AI Explainability and Tech Trust & Safety

Presenter: Theodoros Evgeniou, INSEAD
Date: 19 December 2022


Discussions about trustworthy and responsible AI have become central across multiple communities in recent years - machine learning, law, social sciences, among others. A key challenge regarding trust in AI - also considered important by regulators as part of transparency for some AI applications - is to understand why “black boxes” may be making specific predictions. As a result, explainable AI (XAI) has been a growing topic of research. In this talk, I will discuss some potential drawbacks XAI may have - including the potential to erode safety in practice - and also present some work that takes into account behavioural aspects researchers and practitioners may need to consider when developing XAI.

Speaker bio

Theos Evgeniou is a professor of Decision Sciences and Technology Management at INSEAD and director of the INSEAD Executive Education program on Transforming your Business with AI.

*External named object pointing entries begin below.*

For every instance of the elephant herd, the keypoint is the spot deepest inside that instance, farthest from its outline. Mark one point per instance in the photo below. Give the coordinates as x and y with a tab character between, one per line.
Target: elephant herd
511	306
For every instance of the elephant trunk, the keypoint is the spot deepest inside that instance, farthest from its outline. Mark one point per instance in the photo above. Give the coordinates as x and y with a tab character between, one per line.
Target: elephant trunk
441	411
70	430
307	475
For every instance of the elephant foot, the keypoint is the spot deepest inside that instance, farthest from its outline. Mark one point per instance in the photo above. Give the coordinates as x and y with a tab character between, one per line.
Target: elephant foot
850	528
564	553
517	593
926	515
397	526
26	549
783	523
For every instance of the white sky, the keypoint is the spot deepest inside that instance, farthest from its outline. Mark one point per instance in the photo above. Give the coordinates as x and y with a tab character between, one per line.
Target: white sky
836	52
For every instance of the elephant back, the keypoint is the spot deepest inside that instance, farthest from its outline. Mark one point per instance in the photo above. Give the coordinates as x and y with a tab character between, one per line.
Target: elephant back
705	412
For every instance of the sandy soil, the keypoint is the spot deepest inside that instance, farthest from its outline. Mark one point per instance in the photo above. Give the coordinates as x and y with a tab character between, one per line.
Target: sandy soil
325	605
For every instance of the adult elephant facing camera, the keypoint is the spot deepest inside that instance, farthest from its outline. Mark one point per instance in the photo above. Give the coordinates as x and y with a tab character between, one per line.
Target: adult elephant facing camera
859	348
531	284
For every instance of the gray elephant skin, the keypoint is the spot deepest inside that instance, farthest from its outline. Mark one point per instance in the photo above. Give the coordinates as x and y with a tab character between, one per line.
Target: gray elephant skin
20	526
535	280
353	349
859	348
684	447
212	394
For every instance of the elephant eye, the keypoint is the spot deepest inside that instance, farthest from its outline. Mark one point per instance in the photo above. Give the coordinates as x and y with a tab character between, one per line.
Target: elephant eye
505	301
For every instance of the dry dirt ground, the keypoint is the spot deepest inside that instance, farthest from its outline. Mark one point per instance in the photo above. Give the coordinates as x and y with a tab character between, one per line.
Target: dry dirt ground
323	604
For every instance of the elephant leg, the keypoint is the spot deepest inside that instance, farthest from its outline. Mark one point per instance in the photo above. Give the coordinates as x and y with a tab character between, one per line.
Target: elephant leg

He has been working on Machine Learning and AI for the past 25 years, on areas ranging from AI innovations for business process optimization and improving decisions in Marketing and Finance, to AI regulation, as well as on new Machine Learning methods. His research has appeared in leading journals, such as in Science Magazine, Nature Machine Intelligence, Machine Learning, Lancet Digital Health, Journal of Machine Learning Research, Management Science, Marketing Science, Harvard Business Review magazine, and others.

Professor Evgeniou is a member of the OECD Network of Experts on AI, an advisor for the BCG Henderson Institute, an advisor for the World Economic Forum Academic Partner for Artificial Intelligence, and together with three INSEAD alums also a co-founder of Tremau, a B2B SaaS company whose mission is to build a digital world that is safe & beneficial for all. He gives talks and consults for a number of organisations in his areas of expertise, and in the past he has been involved in developing hedge fund strategies with more than $100 million invested. He has received four degrees from MIT, two BSc degrees simultaneously, one in Computer Science and one in Mathematics, as well as a Master and a PhD degree in Computer Science.